Dask on Ray for DaskGraphRunner: Serialization of GraphNode class

Hello everyone,

I am trying to distribute graph trainer on a distributed Ray multi-node cluster using Dask on Ray as per this Dask-on-Ray Docs.

Replacing line 101 of dask.py with ray_dask_get from ray.util.dask, I get the following error since Ray’s scheduler is now trying to serialize Rasa’s code:

TypeError: Could not serialize the argument <rasa.engine.graph.GraphNode object at 0x7f212f0769d0> for a task or actor ray.util.dask.scheduler.dask_task_wrapper. 
Check https://docs.ray.io/en/master/serialization.html
#troubleshooting for more information.

GraphNode is located in graph.py, but I don’t know how to serialize it and make it suitable for the cluster. The URL in the error basically talks about omitting the attributes of the class using __reduce__ or custom serializers and I am confused which attributes are making the problem here.

Can anybody help? @rctatman

EDIT 1: Found culprit in complete error output: error_output_pickle_dask_on_ray_rasa.txt (4.5 KB)

TypeError: can't pickle sqlalchemy.cprocessors.UnicodeResultProcessor objects

However I still don’t know what uses this object.

2 Likes

I tried to use multiprocessing on Dask for the same kind of problem and the issue is definitely the serialization of SQLAlchemy objects. Multithreading did work but i didn’t see severe performance improvements

If you have noticed, they are using dask in sort of an eager mode on a single thread but i guess this might be something to figure out tbh. I didn’t understand the need of SQL objects to save GraphNode

1 Like

Hi @souvikg10 ,

Did you force your training runs when running multi-threaded? When doing that, for a complete training I noticed about 6 to 7s of improvement.

Since single-threaded dask.get scheduler is used, there was no need for serializing the SQLAlchemy objects and Rasa did not run into this sort of problem like I did. I would also like to figure out in which use case the database is used here. If I can see how this connection takes place, I could just write custom serializer for that connection.

Quick repository search yields that SQLAlchemy is used in Broker, Tracker Store and Caching. The last one certainly has to do with the model training, right? Even though I am forcing the training, which should omit the cache completely, I get the above error.
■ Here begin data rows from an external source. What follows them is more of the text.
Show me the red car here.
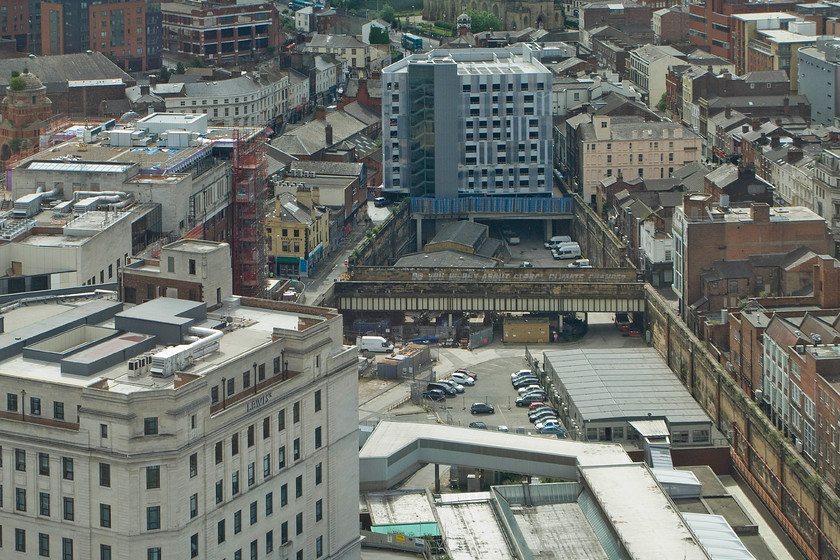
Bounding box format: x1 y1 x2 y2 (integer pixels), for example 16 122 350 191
452 368 478 379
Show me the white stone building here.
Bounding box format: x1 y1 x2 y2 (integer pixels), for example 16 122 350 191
165 72 289 126
0 298 360 560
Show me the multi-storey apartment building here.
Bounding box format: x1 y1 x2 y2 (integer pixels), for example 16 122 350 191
37 0 161 71
672 194 830 319
797 40 840 126
165 71 290 126
0 298 360 560
382 43 552 197
160 2 280 64
575 115 702 202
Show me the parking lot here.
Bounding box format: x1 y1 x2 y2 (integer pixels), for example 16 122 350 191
417 313 645 437
491 222 587 268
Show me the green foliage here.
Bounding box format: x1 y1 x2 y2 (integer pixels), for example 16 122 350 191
464 10 504 33
379 4 396 22
368 25 391 45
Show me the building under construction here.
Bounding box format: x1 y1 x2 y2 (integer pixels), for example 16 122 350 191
231 129 266 297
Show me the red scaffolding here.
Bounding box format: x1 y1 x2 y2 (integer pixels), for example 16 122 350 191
232 129 266 297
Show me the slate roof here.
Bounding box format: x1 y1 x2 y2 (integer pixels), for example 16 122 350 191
673 161 711 192
0 52 136 94
289 160 364 177
429 220 488 248
184 76 260 97
274 192 323 226
343 101 382 126
271 111 367 155
302 33 370 50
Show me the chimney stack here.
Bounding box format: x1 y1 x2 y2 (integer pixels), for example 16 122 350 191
750 202 770 224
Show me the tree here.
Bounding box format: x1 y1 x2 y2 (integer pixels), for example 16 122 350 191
9 76 26 91
379 4 396 23
368 25 391 45
465 10 503 33
187 56 207 68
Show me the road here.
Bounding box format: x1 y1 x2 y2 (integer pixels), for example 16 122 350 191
301 201 391 305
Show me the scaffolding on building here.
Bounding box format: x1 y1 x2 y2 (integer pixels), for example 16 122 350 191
231 129 267 297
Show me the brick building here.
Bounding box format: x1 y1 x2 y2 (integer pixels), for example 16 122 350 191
688 0 798 61
672 194 831 320
160 2 280 64
0 0 29 52
0 52 137 118
37 0 161 71
0 72 52 155
119 239 233 310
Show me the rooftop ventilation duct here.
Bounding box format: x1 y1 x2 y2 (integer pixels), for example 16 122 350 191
151 327 224 377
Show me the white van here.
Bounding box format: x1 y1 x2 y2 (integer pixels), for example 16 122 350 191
357 336 394 352
554 246 581 259
543 235 572 249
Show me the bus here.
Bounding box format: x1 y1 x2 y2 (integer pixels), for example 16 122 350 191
402 33 423 51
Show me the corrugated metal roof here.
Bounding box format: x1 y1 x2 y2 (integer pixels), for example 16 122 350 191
630 420 671 437
682 513 755 560
370 522 441 537
544 348 711 424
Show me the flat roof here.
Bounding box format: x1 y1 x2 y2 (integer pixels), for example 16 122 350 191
435 492 516 560
513 502 611 560
365 490 435 525
581 463 709 560
360 420 632 465
0 296 334 393
543 348 711 424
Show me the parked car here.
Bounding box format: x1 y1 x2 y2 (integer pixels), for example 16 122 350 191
517 383 543 397
537 424 566 438
513 377 540 390
534 418 561 430
470 403 496 414
516 393 545 406
453 368 478 379
528 406 558 418
437 379 464 394
510 369 534 381
449 373 475 387
528 412 557 424
423 389 446 401
426 381 457 397
510 373 537 384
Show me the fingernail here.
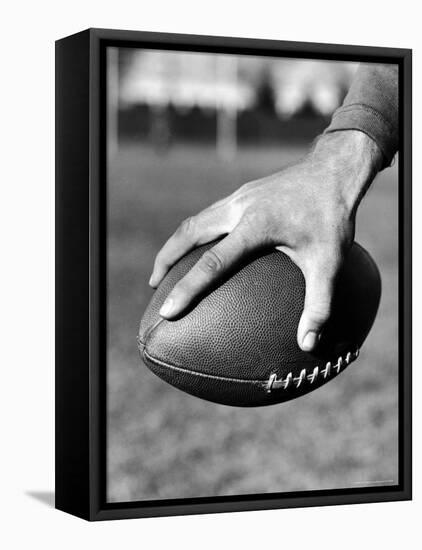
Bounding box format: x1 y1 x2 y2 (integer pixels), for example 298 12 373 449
160 298 173 317
302 330 319 351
I think the caching still creates SQL objects. what you can do is make the cache size env var as 0 and try. I think this file is definitely creating the cache object even if you force retraining. so every Node in the GraphPipeline becomes sort of an SQL object. Can you check if you disable cache using the env var as mentioned below, does it still creates a database?

1 Like

Hi @souvikg10 ,

still the same error. Exporting RASA_MAX_CACHE_SIZE and running RASA_MAX_CACHE_SIZE=0 rasa train I get the same error.

Do you still have a .rasa folder ? Remove it first and then try perhaps.

For me in order to avoid creating cache this worked but I am not sure whether this is enough to remove all Sql objects. My likely culprit is the caching which creates a db and keeps all the fingerprints.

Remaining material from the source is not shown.